International AISU Congress, Palermo, İtalya, 10 - 13 Eylül 2025, (Yayınlanmadı)
Planning of Ankara in
the 20th Century: From a Garden City to a City of Garden Suburbs and
Satellite Settlements
The diffusion
of the city planning practice and models took place with the collaboration of
international experts and local actors in the 20th century.
Following the foundation of the Republic in Turkey, international experts of
city planning were invited to develop city plans in conformity with the
principles of the new “science of town building.”
A planning
competition was organized for the construction of the new capital Ankara in
1927. Three planners from France and Germany were invited to propose their
ideas for the future capital city. Hermann Jansen’s and Léon Jaussely’s
proposals both reflected a city planning understanding influenced by the Garden
City model, while they differed in their approach to the old town and the
representation of public spaces. Jaussely’s plan that reflected the traits of
French Beaux-Arts urbanism brought a zoning on the basis of neighborhood units
with different building typologies. He developed a “système des parcs” formed
of a network of green boulevards superposed on the transportation
infrastructure. Jansen proposed also a system of continuous green corridors -a
network of “freiflächen” that connected the neighborhood units destined to different
socio-economic groups. Finally, Jansen was given the commission to prepare the
development plans of Ankara. He planned the capital as a city of 300.000
inhabitants in conformity with the Garden City principles. Newly developed housing
areas were implemented in and around the planned city in the form of “garden
suburbs” with the help of cooperative organizations.
Jansen
prepared the plans of other cities, including Adana, Mersin, İzmit, in which he
also applied Garden City principles. The same principles were widely adopted by
Turkish architects and city planners, as a model for the planning of the new
development areas of many other cities in the country until 1950s.
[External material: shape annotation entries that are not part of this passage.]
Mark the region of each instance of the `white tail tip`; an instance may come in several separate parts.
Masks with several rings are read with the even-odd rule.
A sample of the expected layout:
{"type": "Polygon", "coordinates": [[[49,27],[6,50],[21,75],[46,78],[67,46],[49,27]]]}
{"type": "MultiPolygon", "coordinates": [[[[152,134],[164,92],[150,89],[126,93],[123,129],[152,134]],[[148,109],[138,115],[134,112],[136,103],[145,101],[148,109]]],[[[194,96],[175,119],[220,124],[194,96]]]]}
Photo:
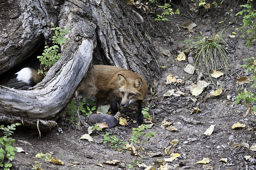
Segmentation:
{"type": "Polygon", "coordinates": [[[28,84],[29,84],[30,82],[31,78],[31,70],[29,68],[26,67],[22,68],[15,74],[18,75],[16,78],[19,81],[22,81],[28,84]]]}

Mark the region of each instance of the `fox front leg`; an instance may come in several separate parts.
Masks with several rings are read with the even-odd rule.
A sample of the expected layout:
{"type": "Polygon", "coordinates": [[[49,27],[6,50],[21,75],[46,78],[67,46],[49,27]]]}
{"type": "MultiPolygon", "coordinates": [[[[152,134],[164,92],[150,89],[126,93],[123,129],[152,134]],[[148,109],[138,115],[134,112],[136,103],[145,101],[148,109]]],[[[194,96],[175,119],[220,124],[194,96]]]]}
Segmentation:
{"type": "Polygon", "coordinates": [[[138,108],[138,117],[137,118],[137,122],[138,126],[143,124],[143,114],[141,112],[142,109],[143,108],[143,101],[142,100],[139,100],[137,101],[138,108]]]}

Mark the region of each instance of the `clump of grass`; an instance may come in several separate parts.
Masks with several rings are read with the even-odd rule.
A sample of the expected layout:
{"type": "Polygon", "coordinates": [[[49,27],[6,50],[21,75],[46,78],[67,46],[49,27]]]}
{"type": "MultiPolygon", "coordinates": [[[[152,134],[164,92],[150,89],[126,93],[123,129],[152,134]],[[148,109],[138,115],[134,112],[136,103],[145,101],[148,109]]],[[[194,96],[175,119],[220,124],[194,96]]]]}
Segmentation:
{"type": "Polygon", "coordinates": [[[203,36],[194,36],[184,42],[188,44],[189,47],[184,52],[190,49],[194,52],[193,66],[201,63],[200,72],[207,72],[210,78],[213,70],[221,68],[227,70],[228,66],[228,52],[225,47],[227,43],[221,38],[221,35],[215,34],[210,37],[203,36]]]}

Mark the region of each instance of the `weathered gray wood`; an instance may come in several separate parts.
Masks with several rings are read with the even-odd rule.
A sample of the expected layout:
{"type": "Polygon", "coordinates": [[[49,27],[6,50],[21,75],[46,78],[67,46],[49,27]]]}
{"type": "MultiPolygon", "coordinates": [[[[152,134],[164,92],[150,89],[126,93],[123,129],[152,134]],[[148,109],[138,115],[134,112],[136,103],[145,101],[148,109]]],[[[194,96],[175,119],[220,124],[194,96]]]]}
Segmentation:
{"type": "Polygon", "coordinates": [[[0,122],[1,123],[11,124],[14,122],[19,123],[21,124],[20,126],[37,130],[37,121],[38,121],[38,128],[42,132],[49,131],[57,126],[57,123],[53,120],[31,119],[0,113],[0,122]]]}
{"type": "Polygon", "coordinates": [[[72,29],[61,47],[61,57],[42,82],[28,91],[0,86],[0,112],[53,119],[86,75],[93,50],[93,64],[152,77],[156,65],[153,50],[135,23],[143,27],[143,21],[137,23],[138,13],[126,4],[117,0],[9,0],[2,5],[0,14],[6,16],[0,17],[0,75],[44,43],[43,38],[51,40],[51,22],[72,29]]]}

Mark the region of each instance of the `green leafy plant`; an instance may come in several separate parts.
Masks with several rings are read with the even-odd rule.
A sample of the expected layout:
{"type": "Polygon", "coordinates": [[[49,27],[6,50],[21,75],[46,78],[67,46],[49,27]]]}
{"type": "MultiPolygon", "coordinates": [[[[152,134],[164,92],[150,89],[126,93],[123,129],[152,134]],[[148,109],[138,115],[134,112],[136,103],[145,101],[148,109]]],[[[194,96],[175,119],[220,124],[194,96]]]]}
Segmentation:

In the
second half of the century, while the existing garden suburbs were subject to a
rebuilding and densification process, new housing settlements were planned in
the peripheries of the major cities. In Ankara, Batıkent was planned as a settlement
that reflect ideas inspired from the New Towns movement in Great Britain.
Batıkent, which was implemented by a union of cooperatives is a satellite
settlement that houses 250.000 inhabitants today.
In the present
paper, the influence of ideas inspired from the Garden City movement in the
history of urbanization of Ankara is critically evaluated.